Socialisme ou Esclavage


Nos thèses, La Guerre et la IV° Internationale disent que « le fait qu'apparaisse la nature profondément réactionnaire, putréfiée et pillarde, du capitalisme moderne, la destruction de la démocratie, du réformisme et du pacifisme, le besoin ardent et brûlant du prolétariat d'échapper au désastre imminent mettent à l'ordre du jour la révolution internationale avec une force renouvelée [1] »

Il n'est plus question aujourd'hui, comme au XIX° d'assurer simplement un développement plus rapide et plus sain de la vie économique : il s'agit aujourd'hui de sauver l'humanité du suicide. C'est précisément l'acuité du problème historique qui coupe complètement l'herbe sous les pieds des partis opportunistes. Le parti de la révolution, au contraire, trouve une source de puissance inépuisable dans la conscience du fait qu'il accomplit une inexorable nécessité historique.

En outre, il est inadmissible de mettre sur le même plan l'avant‑garde révolutionnaire actuelle et ces internationalistes isolés qui ont élevé leur voix au début de la dernière guerre. Seul le parti russe des bolcheviks représentait une force révolutionnaire à cette époque. Mais même lui, dans son écrasante majorité, n'arriva pas, sauf pour le petit groupe en émigration autour de Lénine, à secouer l'étroitesse nationale et à s'élever à la perspective de la révolution mondiale [2].

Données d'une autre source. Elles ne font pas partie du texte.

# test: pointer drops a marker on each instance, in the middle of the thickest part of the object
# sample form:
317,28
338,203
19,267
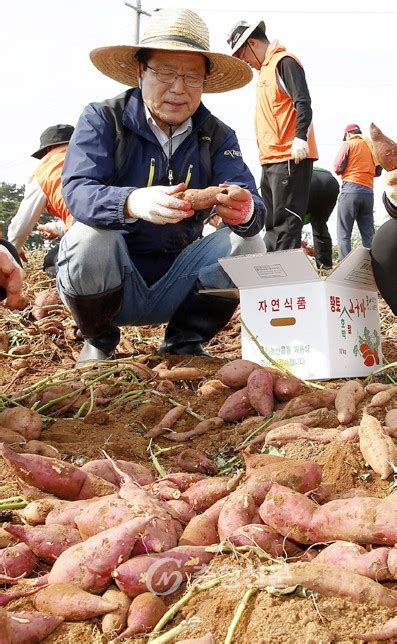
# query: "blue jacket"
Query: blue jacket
90,166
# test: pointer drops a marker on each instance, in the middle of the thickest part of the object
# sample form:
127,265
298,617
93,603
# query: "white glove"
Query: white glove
391,186
158,205
11,276
299,149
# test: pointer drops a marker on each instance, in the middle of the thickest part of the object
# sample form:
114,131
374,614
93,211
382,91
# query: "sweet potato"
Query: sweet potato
31,627
391,419
260,392
115,622
181,373
158,573
237,406
63,479
286,387
202,530
208,638
385,149
104,468
238,510
235,374
72,603
347,398
204,426
46,542
89,564
356,558
11,437
17,560
306,403
276,545
22,420
211,388
203,198
331,581
182,509
40,448
362,520
168,421
36,512
295,431
205,493
192,460
377,448
144,613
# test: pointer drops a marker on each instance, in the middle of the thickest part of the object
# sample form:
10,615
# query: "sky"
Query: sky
347,48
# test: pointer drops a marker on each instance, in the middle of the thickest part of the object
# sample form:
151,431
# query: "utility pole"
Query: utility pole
138,12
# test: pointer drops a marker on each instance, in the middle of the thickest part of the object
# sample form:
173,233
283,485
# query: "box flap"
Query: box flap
355,270
265,269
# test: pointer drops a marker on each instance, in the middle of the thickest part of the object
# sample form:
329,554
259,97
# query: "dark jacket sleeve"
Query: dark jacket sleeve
89,163
391,209
294,79
229,167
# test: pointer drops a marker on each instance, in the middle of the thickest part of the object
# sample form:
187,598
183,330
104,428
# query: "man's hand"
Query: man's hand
299,150
158,205
11,278
391,186
50,230
236,207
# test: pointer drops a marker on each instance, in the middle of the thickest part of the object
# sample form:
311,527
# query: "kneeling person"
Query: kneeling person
136,254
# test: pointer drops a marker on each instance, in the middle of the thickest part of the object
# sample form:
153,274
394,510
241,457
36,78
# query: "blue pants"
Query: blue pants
359,207
92,261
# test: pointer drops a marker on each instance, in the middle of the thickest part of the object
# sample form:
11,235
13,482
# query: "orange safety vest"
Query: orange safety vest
361,163
48,174
275,120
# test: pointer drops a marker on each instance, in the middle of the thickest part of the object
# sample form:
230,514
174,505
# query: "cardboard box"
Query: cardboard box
319,328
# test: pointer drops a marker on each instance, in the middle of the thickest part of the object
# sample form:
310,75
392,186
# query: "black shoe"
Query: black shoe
197,320
93,315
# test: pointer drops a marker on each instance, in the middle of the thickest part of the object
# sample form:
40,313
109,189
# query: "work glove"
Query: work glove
11,278
158,205
299,149
391,186
236,206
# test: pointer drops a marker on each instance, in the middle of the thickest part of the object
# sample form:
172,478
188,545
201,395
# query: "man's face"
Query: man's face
171,104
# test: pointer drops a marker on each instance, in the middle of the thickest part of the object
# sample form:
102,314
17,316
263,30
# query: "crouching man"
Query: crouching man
136,254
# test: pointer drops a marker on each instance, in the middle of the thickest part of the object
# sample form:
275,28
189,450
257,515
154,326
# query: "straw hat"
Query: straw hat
173,30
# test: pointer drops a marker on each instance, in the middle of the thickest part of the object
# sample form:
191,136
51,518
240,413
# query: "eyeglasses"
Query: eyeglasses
169,77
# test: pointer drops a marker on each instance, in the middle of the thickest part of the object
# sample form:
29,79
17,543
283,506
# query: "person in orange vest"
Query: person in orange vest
357,166
43,191
284,132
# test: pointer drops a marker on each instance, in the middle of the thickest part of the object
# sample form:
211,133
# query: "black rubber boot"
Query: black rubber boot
93,315
197,320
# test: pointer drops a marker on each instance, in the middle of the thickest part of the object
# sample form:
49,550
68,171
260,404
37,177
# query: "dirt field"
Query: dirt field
35,355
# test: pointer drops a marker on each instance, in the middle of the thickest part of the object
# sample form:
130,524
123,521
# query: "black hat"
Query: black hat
53,135
241,31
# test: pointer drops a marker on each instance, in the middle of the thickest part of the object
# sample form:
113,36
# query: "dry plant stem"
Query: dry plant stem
174,632
171,612
238,614
159,469
276,364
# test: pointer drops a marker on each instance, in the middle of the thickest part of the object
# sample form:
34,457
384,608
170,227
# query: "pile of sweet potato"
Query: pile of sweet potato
113,539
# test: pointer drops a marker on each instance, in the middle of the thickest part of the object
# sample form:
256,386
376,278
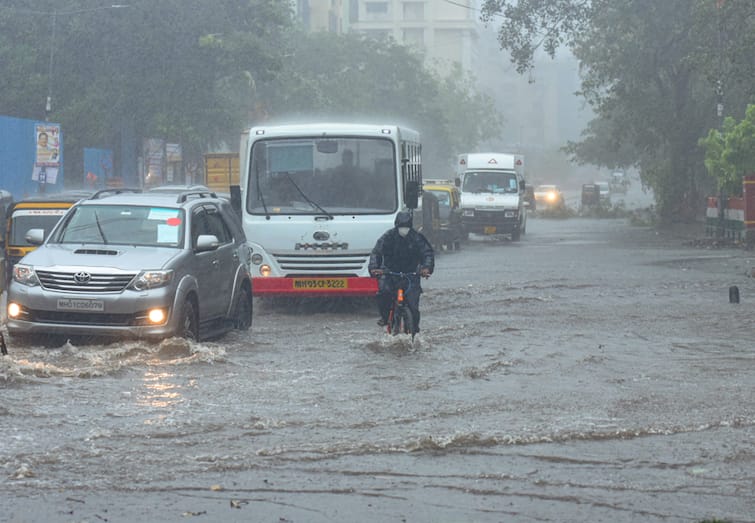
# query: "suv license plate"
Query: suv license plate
302,284
81,305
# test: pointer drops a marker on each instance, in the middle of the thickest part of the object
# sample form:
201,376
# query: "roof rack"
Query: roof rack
104,192
199,193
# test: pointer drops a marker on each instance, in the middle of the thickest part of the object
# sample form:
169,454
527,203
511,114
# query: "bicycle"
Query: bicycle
400,317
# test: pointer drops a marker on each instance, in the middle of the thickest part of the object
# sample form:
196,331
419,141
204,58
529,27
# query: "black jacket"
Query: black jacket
402,254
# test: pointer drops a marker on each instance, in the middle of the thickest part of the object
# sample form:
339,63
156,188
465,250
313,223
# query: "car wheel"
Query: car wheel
516,235
243,311
189,325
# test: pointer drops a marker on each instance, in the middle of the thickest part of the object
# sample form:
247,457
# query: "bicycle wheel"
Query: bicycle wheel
396,320
405,323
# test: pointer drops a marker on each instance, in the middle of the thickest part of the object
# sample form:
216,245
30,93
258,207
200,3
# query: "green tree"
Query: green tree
653,73
730,152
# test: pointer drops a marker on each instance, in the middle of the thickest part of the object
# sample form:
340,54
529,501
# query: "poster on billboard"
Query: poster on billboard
47,160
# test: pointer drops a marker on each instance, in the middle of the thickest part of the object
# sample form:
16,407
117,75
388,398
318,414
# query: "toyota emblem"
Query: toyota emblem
82,277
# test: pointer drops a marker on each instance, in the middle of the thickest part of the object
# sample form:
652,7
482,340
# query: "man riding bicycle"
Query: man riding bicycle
401,249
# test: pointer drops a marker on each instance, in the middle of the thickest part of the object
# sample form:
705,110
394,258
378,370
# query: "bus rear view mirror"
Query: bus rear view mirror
327,146
411,198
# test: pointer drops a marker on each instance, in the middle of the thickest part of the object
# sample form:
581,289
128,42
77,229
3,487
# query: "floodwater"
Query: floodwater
594,371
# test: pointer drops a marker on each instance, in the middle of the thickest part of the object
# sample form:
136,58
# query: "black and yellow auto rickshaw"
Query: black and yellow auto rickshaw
450,232
41,212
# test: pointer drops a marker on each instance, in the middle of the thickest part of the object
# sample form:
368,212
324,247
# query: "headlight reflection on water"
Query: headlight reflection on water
159,392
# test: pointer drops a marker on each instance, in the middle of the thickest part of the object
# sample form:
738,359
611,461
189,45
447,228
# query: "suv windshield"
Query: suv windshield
123,225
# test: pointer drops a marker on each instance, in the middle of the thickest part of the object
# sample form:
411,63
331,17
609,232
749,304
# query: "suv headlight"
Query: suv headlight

La IV° Internationale, numériquement et surtout dans sa préparation, possède des avantages infinis sur ses prédécesseurs au début de la dernière guerre. La IV° Internationale est l'héritière directe du bolchevisme dans son plein épanouissement. La IV° Internationale a absorbé la tradition de la révolution d'Octobre et a transmuté en théorie l'expérience de la période historique la plus riche entre les deux guerres impérialistes. Elle a foi en elle-même et en son avenir.

La guerre, répétons‑le une fois de plus, accélère énormément le développement politique. Ces grandes tâches qui, hier encore, nous semblaient à des années, voire des décennies de nous, peuvent surgir directement devant nous dans les deux ou trois années qui viennent et même avant. Les programmes qui reposent sur les conditions habituelles de temps de paix vont rester inévitablement suspendus en l'air. D'un autre côté, le programme de la IV° Internationale de revendications transitoires, qui semblait si «irréel » à des hommes politiques à courte vue, va révéler sa pleine signification dans le procès de mobilisation des masses pour la conquête du pouvoir d'Etat.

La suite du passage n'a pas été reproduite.